My second lawsuit involved a patient I treated only a couple of weeks after the first, so of course both notices were served to me during the same month, nearly two years later. This made me wonder if I was going to keep getting sued over and over again, and if I was even going to even be able to continue to practice as a physician at all. This suit, however, I was expecting.
I felt particularly bad about this case, and I still do. I consider this disposition to be the worst mistake that I have ever made as a physician. Perhaps she would have died anyway...many of my patients have died even when I did everything "right." But I will always know that I didn't give her the best opportunity to survive because of my errors in judgement. I sent a woman home and she came back two hours later with CPR in progress. I got her heartbeat back, but it was too late.
I recall we were exceptionally busy that night, and she seemed at the time to be the most stable of all my patients. I was supervising an inexperienced Anesthesia intern who barely spoke English, and he was overwhelmed with his four rooms. Meanwhile, I also had an unstable patient with DKA
, a hospital employee's family member with septic shock
(who later died), an elderly patient with rapid atrial fibrillation
, a patient with a cerebral hemorrhage
, and a couple of backboarded patients in the shock/trauma rooms, along with a handful of other tenuous patients that were my responsibility as soon as I came on shift. It was a dangerous situation. I asked another faculty from the "minor side" of the ER to keep an eye on my intern while my second-year resident and I ran around putting out fires. Then I turned my attention to Mrs. Johnson.
Almost fifty years old, she presented with a ten year history of intermittent chest tightness, palpitations, and shortness of breath which had increased over the past couple of days. She carried a diagnosis of mitral valve prolapse which had been diagnosed by echocardiogram, and she had undergone two diagnostic heart catheterizations
, both of which were entirely normal. The most recent cath was 6 months prior to our meeting. Review of her previous records confirmed all of this information, as well as a few similar presentations to the ED. "Just another anxious MVPer with chest pain," I must have thought. "Good thing she's already been worked up."

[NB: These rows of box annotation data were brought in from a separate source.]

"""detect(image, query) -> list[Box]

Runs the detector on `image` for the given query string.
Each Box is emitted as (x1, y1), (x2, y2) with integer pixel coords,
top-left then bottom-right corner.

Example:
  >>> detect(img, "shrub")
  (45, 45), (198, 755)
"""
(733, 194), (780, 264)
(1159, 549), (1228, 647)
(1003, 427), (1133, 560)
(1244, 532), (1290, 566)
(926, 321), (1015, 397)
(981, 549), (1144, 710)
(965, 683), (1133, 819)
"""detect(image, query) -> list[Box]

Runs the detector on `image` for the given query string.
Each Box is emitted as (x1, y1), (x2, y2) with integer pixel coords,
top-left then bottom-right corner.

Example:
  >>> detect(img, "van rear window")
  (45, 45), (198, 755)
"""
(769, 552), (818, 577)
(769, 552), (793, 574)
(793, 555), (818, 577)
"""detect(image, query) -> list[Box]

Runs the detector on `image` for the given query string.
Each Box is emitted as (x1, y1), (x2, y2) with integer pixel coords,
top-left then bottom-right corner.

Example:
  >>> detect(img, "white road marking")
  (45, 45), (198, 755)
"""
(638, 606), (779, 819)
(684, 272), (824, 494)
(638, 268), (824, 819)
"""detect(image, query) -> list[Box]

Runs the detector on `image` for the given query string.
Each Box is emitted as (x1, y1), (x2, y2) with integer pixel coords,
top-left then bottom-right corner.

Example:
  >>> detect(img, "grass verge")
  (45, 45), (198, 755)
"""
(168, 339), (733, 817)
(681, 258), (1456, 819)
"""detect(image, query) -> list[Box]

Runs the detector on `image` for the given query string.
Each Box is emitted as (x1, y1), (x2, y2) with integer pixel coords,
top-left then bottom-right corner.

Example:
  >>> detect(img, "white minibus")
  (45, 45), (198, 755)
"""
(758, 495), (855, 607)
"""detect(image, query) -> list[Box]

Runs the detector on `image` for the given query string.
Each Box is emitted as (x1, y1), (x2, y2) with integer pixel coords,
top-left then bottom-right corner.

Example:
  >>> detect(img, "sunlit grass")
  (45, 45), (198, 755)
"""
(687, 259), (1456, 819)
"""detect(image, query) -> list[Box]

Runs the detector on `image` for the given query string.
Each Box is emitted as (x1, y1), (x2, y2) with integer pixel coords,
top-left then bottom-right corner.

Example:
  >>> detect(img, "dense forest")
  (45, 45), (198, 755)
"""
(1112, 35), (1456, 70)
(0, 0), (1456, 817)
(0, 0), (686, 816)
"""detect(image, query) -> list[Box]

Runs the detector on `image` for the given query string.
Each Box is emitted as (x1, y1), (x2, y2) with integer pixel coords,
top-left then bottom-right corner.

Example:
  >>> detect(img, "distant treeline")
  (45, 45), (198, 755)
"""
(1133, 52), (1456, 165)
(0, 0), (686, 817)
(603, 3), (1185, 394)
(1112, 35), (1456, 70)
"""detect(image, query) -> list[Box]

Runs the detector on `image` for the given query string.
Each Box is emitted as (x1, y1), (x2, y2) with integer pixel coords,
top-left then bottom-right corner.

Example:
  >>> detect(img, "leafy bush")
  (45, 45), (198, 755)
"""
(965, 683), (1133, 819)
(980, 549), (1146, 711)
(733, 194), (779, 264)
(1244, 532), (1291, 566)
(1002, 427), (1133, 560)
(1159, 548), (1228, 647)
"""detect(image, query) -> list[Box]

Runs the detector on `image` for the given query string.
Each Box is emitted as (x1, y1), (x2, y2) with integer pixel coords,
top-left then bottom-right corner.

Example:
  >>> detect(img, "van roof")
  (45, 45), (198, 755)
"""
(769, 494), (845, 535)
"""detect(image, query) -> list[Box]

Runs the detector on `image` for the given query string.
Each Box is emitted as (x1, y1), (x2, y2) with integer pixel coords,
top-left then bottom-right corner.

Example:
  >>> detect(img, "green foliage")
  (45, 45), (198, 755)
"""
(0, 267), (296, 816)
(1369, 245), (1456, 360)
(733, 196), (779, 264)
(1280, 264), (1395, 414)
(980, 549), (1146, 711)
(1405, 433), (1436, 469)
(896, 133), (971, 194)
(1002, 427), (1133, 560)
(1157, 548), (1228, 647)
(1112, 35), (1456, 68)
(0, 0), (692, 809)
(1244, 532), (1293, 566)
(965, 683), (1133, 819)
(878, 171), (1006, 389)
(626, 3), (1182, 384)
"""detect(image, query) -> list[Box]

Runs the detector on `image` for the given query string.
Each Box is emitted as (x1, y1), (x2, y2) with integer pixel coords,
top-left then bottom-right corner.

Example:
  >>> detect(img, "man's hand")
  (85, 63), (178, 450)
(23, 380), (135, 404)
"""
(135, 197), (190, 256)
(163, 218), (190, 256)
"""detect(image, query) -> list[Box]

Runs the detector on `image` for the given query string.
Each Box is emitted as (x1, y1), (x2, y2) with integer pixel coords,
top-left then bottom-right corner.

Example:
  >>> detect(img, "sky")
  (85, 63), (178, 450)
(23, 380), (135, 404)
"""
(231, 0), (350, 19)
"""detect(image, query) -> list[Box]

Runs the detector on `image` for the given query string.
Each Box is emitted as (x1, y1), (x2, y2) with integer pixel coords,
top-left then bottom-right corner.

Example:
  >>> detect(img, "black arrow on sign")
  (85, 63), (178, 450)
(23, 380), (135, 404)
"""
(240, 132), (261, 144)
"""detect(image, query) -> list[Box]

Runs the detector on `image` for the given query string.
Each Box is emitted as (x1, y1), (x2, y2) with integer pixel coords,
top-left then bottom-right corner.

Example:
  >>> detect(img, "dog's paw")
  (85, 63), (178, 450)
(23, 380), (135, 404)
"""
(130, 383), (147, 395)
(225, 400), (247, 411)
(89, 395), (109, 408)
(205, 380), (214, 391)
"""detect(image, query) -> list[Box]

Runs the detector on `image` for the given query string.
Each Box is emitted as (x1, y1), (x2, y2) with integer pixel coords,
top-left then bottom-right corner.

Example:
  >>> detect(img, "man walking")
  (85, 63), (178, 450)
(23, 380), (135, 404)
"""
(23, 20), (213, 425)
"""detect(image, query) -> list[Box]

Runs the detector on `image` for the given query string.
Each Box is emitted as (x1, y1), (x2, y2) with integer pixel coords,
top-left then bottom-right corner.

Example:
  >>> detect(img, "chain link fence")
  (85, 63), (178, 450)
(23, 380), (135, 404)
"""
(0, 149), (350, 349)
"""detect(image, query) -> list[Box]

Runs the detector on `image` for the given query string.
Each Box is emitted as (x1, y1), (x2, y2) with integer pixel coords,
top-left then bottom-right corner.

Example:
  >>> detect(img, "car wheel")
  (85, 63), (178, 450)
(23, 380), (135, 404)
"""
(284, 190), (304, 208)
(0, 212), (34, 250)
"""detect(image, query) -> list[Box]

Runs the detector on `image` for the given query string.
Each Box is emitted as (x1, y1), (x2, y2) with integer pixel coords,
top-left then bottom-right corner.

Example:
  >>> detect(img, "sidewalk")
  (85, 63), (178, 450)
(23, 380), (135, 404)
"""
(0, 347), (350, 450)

Her ECG revealed frequent and multifocal PVCs
. Happily, but perhaps unfortunately, both her PVCs and her symptoms immediately resolved after a single dose of IV metoprolol. She was sweating a bit, but so was everyone else in the trauma rooms (we kept them at 80 degrees, by decree of the trauma surgeons). Her electrolytes were normal, but for some reason that I still can't justify to myself I didn't order cardiac enzymes. A certain Cardiologist
I know would have been proud of me, I suppose.
I did discuss with her the possibility of admitting her for observation, but I didn't really push for it. She felt so much better that she wanted to go home. I didn't rush her out, and in fact I probably spent more time with her than I spent with some of my other patients who seemed to be much sicker. It's more difficult to discharge a "borderline sick" patient from the ER than it is to admit them, after all. I ultimately performed three serial ECGs, and I spent a lot of time (mis)calculating her risk. I cautioned her to return if her symptoms worsened, and I prescribed a beta blocker.
The rest of the story:
She reportedly developed chest pain on the way home but didn't return as advised. Her husband found her slumped over in the chair not long after they got home, and although her resuscitation was initially successful, she never left the hospital. I still had four hours left in my shift after she finally went up to the ICU, and I probably saw several more patients...but I don't remember any of them. I was stunned, my confidence shattered. When her husband, who was gathered in the hallway with some friends or family, pointed at me from across the ER and yelled out "That's the guy who sent her home!" I wanted to crawl into a hole. I met with him privately and apologized to him, but there really wasn't much that I could say. I'm so sorry. I made a mistake. She was feeling better, and I thought she was going to be OK.
Her autopsy ultimately revealed a nearly occluding lesion in the left main coronary artery, interestingly without evidence of myocardial infarction. The cardiac enzymes I neglected to obtain on her first visit were negative even after her resuscitation. But her prolonged down time and delayed return of circulation had left her with an anoxic brain injury
, and so her life support was eventually withdrawn. Her husband filed suit against me, as I expected, but he later dropped it for some unexplained reason. That was definitely a huge surprise. I would have had a difficult time defending myself in this one, but once again, I never even had to give a deposition. Maybe my apology helped, I don't know.
This case, more than any other, taught me the difference between the EM physician's and the Internist's approach to emergency patients. I mistakenly evaluated this patient from the perspective of the Internist or Cardiologist rather than that of the emergency physician. In a nutshell, I think it comes down to where we draw the line of acceptable risk. Other specialists may be comfortable with a 1/1000 or even a 1/100 risk of a bad outcome. In the ER, we cannot afford to be. Until I learned this lesson, I really didn't understand the difference in approach. My overconfidence in her relatively recent and previously unrevealing cardiac workup and my resulting misinterpretation of the significance
of her warning arrhythmia were fatal errors that I haven't repeated since (as far as I know).
I can only pray that she rests in peace.